Je traiterai dans ce papier de trois groupes relativement bien identifiés dans la population française. Cette division en trois groupes a déjà été discutée dans des articles tiers, et je ne suis pas à l’origine de ce modèle, mais vais tenter de le décrire, en particulier en utilisant ma modélisation 3D – voir la-dessus ma lettre « La Politique en 3D ». Pour rappel, cette modélisation utilise trois aspects et donc dimensions de la perception de la vie sociale et économique.
Le première dimension mesure le refus ou l’acceptation des principes de l' »eco-libéralisme », ou en d’autres termes la priorité donnée aux intérêts privés par rapport aux intérêts des populations et des structure de protection sociales. La second dimension mesure le niveau de « socio-libéralisme », c’est a dire le degré d’acceptation ou de refus des valeurs familiales traditionnelles, et la position des groupes au sujet de thèmes tels que la théorie du genre. Finalement, la troisième dimension est liée au degré d’attachement ou de rejet de l »internationalisme », mettant au rancard les notions de Nation, Patrie ou de racines culturelles.
Comme tout modèle, cette analyse des opinions socio-economico-patriotiques des groupes d’individus est une simplification du paysage réel, mais est cependant bien plus réaliste que la traditionnelle division gauche-droite, qui on le voit de plus en plus n’a plus de véritable signification en 2020.
Le premier groupe que nous allons discuter est constitué par ce que l’on appelle souvent les « élites » politiques, culturelles, journalistiques et économiques, ainsi que les personnes qui soutiennent ces élites et espèrent que le régime et principes de gouvernance actuels resteront en place ou même rendus encore plus libéraux et internationalistes.

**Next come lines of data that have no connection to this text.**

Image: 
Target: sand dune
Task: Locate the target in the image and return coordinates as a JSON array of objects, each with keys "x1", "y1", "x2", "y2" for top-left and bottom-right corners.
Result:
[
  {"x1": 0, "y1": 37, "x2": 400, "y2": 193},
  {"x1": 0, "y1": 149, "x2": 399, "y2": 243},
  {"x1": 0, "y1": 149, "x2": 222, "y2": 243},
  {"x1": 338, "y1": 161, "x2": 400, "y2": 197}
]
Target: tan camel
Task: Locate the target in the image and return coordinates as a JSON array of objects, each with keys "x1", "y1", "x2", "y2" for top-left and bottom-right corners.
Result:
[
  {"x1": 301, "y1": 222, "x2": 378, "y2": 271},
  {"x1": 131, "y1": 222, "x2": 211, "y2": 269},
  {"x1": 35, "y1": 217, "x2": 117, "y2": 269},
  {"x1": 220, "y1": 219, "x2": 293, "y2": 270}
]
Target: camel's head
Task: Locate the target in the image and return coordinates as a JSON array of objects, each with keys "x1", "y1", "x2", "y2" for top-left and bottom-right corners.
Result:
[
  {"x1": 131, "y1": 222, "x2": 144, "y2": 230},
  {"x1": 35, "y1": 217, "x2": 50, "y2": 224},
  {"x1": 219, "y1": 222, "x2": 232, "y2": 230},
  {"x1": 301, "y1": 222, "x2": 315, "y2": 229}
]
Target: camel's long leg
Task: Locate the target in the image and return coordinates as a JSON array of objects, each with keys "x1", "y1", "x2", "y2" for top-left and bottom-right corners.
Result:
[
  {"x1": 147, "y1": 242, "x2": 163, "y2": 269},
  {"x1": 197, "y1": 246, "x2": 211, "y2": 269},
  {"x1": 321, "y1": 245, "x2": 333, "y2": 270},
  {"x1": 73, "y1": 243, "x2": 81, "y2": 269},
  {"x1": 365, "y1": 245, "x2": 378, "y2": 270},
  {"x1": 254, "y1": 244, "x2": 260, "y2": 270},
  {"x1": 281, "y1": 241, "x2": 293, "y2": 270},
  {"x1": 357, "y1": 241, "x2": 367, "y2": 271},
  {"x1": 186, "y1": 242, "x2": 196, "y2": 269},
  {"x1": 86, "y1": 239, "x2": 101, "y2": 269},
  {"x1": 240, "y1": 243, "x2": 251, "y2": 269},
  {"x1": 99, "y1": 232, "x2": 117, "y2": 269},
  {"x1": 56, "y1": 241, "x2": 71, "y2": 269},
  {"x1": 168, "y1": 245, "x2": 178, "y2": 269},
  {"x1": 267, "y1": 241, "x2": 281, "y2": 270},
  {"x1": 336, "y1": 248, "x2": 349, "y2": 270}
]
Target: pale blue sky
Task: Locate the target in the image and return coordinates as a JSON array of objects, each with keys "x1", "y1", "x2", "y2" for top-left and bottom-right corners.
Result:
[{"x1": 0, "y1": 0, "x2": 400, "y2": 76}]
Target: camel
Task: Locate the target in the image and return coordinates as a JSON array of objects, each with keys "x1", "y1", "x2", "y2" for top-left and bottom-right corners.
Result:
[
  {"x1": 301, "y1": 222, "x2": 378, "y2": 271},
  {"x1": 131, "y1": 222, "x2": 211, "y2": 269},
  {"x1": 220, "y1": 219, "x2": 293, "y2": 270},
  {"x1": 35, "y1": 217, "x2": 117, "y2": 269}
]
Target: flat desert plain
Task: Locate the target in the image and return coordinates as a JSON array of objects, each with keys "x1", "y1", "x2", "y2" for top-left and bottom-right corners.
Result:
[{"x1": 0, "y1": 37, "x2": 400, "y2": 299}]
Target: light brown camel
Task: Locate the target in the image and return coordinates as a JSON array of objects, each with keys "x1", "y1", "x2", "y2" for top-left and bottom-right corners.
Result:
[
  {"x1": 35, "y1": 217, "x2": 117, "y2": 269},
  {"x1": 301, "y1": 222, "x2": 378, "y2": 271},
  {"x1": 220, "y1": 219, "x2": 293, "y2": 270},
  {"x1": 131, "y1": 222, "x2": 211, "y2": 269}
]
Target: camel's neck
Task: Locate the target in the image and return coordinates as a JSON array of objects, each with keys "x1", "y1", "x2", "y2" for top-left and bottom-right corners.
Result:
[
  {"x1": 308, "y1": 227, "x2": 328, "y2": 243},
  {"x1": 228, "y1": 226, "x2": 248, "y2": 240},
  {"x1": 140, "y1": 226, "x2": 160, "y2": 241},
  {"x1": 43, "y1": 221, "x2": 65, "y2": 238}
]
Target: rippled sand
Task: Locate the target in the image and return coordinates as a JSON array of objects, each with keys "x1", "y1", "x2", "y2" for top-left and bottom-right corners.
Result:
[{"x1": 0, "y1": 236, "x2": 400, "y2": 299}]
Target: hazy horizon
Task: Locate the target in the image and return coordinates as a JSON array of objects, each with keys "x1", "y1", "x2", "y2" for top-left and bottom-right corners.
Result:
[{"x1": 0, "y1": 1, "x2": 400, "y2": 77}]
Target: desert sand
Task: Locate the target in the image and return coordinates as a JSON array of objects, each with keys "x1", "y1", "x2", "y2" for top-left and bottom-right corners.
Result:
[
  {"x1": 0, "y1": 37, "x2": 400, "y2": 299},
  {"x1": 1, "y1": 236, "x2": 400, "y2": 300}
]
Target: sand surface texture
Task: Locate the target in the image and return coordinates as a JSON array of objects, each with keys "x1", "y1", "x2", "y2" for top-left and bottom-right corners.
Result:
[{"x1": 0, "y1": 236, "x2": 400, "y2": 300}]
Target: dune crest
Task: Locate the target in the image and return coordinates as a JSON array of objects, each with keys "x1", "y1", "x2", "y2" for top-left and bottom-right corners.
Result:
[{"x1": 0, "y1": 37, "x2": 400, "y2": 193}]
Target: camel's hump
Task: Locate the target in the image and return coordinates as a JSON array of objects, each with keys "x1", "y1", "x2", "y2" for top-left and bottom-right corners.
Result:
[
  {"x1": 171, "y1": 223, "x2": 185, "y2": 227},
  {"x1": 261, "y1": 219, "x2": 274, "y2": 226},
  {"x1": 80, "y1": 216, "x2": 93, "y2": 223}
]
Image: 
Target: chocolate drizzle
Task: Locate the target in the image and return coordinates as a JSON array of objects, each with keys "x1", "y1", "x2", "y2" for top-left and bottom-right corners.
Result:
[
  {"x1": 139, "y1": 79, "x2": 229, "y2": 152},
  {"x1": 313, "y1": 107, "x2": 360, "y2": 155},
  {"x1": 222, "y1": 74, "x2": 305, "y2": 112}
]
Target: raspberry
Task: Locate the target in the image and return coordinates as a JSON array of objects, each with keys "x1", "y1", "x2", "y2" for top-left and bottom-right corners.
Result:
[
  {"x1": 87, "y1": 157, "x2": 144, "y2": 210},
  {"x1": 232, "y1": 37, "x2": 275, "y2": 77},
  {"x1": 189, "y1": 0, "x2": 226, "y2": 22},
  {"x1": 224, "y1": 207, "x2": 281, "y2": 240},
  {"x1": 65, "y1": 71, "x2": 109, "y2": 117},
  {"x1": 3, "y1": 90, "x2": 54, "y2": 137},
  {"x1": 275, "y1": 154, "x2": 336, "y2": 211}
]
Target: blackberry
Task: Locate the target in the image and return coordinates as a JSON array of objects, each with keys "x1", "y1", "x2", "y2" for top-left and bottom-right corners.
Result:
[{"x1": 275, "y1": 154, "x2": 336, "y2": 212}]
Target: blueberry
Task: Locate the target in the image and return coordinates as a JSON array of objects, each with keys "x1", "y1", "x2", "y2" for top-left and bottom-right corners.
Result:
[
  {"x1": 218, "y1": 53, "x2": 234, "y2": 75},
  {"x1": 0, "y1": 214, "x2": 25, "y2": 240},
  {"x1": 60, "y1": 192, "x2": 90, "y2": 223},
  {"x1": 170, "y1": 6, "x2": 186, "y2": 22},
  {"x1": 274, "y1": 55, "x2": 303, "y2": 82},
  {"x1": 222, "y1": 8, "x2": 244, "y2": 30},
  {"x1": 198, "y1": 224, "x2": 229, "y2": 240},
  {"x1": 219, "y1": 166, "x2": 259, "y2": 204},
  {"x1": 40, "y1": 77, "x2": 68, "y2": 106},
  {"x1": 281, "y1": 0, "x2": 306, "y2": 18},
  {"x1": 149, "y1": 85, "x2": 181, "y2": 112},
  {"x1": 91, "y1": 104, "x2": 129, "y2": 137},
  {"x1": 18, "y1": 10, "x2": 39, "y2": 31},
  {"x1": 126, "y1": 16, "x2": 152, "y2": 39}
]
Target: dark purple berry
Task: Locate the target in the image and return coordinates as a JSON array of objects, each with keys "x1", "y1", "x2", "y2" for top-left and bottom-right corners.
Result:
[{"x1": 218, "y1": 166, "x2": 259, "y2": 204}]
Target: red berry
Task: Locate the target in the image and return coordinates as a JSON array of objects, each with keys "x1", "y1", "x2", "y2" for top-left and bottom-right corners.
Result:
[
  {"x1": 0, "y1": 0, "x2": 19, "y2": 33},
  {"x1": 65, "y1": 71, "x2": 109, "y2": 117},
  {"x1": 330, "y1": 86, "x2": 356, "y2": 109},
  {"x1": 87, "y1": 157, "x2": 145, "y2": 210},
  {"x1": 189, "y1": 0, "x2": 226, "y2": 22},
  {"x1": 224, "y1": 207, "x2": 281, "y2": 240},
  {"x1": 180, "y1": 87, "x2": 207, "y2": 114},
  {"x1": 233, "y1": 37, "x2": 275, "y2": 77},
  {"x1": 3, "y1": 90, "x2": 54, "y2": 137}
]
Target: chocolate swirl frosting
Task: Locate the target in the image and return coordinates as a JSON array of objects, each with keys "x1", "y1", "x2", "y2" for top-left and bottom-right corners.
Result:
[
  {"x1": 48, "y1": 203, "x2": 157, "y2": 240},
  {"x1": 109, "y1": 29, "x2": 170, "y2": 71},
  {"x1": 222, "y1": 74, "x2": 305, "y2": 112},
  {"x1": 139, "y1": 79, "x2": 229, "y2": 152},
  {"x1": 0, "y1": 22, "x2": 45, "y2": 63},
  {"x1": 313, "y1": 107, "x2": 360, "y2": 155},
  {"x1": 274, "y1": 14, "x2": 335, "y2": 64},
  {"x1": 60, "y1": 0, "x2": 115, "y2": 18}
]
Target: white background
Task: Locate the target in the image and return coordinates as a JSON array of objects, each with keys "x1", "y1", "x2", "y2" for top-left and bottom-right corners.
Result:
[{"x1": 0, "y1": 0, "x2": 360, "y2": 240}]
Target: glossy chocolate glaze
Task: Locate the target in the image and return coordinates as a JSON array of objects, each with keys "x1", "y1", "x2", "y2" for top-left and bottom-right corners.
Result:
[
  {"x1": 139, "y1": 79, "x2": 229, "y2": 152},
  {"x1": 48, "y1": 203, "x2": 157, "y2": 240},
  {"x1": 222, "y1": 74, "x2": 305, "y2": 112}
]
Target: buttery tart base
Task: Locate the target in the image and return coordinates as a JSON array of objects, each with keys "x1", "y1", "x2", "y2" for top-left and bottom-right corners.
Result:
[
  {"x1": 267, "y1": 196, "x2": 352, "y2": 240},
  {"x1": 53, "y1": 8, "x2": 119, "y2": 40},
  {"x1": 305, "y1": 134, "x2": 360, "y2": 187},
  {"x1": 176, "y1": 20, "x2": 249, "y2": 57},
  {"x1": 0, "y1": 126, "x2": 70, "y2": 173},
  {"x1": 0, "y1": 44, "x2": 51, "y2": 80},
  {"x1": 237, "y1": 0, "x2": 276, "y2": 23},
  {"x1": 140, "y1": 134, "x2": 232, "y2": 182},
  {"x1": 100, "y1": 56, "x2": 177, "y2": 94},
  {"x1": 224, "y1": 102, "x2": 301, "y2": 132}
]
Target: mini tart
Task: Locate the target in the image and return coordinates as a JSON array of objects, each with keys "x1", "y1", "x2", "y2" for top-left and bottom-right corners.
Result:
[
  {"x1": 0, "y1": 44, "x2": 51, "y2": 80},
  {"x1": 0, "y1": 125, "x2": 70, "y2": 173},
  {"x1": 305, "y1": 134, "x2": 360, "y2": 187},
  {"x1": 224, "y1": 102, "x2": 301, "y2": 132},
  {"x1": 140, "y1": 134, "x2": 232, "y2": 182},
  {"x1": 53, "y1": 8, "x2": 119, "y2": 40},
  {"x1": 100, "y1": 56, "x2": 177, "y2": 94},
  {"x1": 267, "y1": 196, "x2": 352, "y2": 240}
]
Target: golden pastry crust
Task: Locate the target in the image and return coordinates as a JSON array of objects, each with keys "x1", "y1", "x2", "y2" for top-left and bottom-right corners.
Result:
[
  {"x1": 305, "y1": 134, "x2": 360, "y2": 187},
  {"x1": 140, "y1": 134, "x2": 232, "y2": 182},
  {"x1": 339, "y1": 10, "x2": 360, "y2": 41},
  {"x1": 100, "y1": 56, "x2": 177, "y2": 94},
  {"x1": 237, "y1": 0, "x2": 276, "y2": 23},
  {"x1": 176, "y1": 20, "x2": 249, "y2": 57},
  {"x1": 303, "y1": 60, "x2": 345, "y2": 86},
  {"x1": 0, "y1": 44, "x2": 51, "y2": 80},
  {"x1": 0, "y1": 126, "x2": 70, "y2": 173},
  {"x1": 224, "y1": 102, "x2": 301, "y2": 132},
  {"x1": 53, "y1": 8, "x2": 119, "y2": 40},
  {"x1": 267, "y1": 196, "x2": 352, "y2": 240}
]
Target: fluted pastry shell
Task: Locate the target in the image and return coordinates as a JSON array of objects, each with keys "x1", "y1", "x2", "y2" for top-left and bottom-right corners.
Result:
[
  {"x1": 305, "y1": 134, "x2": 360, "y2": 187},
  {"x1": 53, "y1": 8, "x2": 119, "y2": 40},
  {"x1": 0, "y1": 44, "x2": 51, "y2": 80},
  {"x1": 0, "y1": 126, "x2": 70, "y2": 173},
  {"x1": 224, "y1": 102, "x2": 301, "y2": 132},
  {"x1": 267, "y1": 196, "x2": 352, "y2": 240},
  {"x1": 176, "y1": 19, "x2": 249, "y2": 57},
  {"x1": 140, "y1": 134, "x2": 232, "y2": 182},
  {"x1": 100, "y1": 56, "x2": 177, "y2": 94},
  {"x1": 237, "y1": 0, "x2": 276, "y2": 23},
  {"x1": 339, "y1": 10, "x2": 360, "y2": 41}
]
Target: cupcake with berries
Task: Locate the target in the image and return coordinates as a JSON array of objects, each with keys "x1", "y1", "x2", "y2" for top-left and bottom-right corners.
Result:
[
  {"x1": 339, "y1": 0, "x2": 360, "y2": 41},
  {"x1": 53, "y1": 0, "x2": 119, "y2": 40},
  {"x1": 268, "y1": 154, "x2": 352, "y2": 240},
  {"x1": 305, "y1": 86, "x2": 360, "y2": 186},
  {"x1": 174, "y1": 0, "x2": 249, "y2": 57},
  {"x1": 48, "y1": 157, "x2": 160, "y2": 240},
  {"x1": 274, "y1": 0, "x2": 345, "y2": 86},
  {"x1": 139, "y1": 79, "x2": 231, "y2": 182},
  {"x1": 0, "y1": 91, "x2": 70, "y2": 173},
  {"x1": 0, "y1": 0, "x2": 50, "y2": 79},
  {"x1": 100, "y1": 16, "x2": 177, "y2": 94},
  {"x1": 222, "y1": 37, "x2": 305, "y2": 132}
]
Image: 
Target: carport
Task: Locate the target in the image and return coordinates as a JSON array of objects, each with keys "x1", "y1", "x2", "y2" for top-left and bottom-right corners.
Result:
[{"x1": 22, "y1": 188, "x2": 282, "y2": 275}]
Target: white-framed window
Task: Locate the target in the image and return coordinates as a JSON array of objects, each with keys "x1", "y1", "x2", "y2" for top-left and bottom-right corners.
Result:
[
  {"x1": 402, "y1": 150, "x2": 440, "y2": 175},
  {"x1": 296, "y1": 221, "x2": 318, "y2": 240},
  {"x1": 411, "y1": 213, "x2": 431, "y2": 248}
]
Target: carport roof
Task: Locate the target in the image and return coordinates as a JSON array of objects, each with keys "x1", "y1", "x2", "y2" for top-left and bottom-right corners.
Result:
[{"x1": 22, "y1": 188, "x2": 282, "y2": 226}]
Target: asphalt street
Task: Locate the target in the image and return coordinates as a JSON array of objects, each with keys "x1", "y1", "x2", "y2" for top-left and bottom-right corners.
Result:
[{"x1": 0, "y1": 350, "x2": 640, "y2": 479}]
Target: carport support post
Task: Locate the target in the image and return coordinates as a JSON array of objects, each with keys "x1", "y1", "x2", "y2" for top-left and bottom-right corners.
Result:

Appeler ce groupe « les élites » serait une erreur, car ces élites ne sont qu’une fraction de ce groupe, qui comprend en majorité ce que l’on peut appeler une bourgeoisie ultra libérale, internationalisée, fascinée par la toute puissance des marches financiers, vivant dans le centre des grandes villes, tout en se sentant très « ecolo ». J’utiliserai un terme un peu malmené et utilisé à tord et à travers, mais qui, a bien y réfléchir convient bien a ce groupe : les Bourgeois Bohèmes, les Bobos. Le monde Bobo a développé un mélange de mentalité petite bourgeoise mettant ses intérêts financiers avant toute autres considérations (souvent avec une perspective à très court-terme), de dédain profond pour les groupes plus pauvres, moins cultivés ou plus provinciaux, de mépris pour toutes les traditions Françaises populaires, le tout complété par une admiration pour les cultures étrangères et même une fascination pour le monde musulman, et d’un discours écologique « vert » agressif, même si ils sont les premiers a vanter les bienfaits de la mondialisation ou a s’offrir une croisière pour « décompresser ». Ce groupe a également une propension claire a dénigrer toutes les valeurs familiales traditionnelles et a vouloir les remplacer par une société basée sur la « théorie du genre ».
Si l’on utilise le modèle mentionné plus haut, ce groupe Bobo sera positionné de la façon suivante, sur une échelle de 1 a 10:
– Socio-libéralisme – 10
– Eco-libéralisme – 8 ou 9
– Internationalisme – 10
Un retour sur les origines du groupe Bobo est également intéressant. Les grandes tendances du groupe se sont définies et renforcées depuis en gros les années 60. Beaucoup de personnes dans ce groupe ont été dès leur jeunesse très attirés par des valeurs étrangères aux traditions Françaises ou européennes, avec une attirance pour les religions asiatiques. On se rappellera les escapades des hippies a Katmandou ou encore de l’épisode Bobo par excellence de Lennon et Yoko Onno, restant au lit pour protester contre la société, et photographiés alors qu’une femme de chambre refaisait leur lit!
Ce mépris des traditions et de la culture françaises sont apparu il y a de nombreuses années, avec comme conclusion un Président Français – Macron – déclarant que la Culture Française n’existe pas. Son penchant pour les soirées africo-transsexuelles a l’Élysée, même si anecdotiques, soulignent les caractéristiques du groupe Bobo, partagées avec les élites dirigeantes du pays.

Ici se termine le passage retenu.